4 Star, Best Practices in Management, Change & Innovation

new ageBrilliant in Isolation, Annoying for Self-Referential Insularity, August 24, 2008

C.K. Prahalad

This book is certainly worth reading, and especially by those executives that do not read much (the ones with the big egos and short attention spans). I admire the authors, but I am also increasingly annoyed by the annoying self-referential insularity that charactizes “star” authors who seem to not have read much by anyone else.

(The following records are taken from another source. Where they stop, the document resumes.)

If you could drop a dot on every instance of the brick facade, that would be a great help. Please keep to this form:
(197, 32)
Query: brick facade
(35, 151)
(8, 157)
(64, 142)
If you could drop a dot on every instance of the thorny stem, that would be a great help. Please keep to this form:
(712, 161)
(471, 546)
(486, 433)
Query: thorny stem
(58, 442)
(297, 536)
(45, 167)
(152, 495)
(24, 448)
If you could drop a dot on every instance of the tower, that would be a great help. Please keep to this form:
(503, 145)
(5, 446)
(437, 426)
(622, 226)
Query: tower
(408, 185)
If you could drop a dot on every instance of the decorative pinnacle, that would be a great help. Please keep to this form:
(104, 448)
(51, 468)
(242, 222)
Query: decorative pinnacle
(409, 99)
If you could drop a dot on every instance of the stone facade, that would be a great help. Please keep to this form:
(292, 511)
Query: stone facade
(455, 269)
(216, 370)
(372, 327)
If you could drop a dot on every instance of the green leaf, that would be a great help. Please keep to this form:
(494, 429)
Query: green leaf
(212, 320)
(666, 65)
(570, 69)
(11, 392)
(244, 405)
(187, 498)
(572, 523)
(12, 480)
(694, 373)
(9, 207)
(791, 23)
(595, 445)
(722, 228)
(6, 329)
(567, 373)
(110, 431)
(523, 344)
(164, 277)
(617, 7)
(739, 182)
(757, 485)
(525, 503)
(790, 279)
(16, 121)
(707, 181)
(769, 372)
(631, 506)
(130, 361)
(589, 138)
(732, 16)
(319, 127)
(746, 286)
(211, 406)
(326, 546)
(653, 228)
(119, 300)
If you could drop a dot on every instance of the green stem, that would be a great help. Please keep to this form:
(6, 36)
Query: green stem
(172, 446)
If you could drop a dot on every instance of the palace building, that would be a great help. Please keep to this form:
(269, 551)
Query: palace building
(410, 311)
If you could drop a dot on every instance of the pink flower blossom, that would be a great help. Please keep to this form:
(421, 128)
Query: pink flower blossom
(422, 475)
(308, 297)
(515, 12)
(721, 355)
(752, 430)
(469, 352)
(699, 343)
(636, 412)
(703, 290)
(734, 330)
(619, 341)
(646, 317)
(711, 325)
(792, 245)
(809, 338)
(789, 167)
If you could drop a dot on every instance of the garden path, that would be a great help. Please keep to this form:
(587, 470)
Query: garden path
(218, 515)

Publishers need to begin demanding a proper literature search and more due diligence in “connecting” the reader to dots created by others.

Let's be crystal clear: Stewart Brand, the original editor of the Co-Evolution Quarterly and the Whole Earth Review, and the founder of the Silicon Valley Hackers Conference, did more inthe 1970's and 1980's for the concept of co-creating value that this pair will ever achieve.

More recently, in the 1990's and the past ten years, Collective Intelligence, the Power of Us (a Business Week cover story 20 June 2005 that the author's do not deign to notice), Wisdom of the Crowds, Smart Mobs, and so on, have all focused on the core concept of co-creation of value.

This book loses one star for its pretentions as an immaculate conception of a core concept that has been understood by the rest of us for the past forty years.

Now, having vented in defense of other scholars and practitioners that the authors should have respected, here are my flyleaf notes that easily warrant a solid four.

+ Roadmap for business leaders that does a superb job of showing how strategy and business processes both need to receive more respect as well as deliberate management.

+ Every individual must be treated as a singular client, and no firm has the resources to do it all–being able to connect the single client with a need and the single third party able to meet the need may be the ultimate business process.

+ Most interesting to me, as a deep admirer of The Fortune at the Bottom of the Pyramid: Eradicating Poverty Through Profits, the book that showed me my final calling as intelligence officer to the public, for which I and 23 others created a non-profit, the authors drop the one billion extreme poor from their client list, and focus only on the 4 billion above that line.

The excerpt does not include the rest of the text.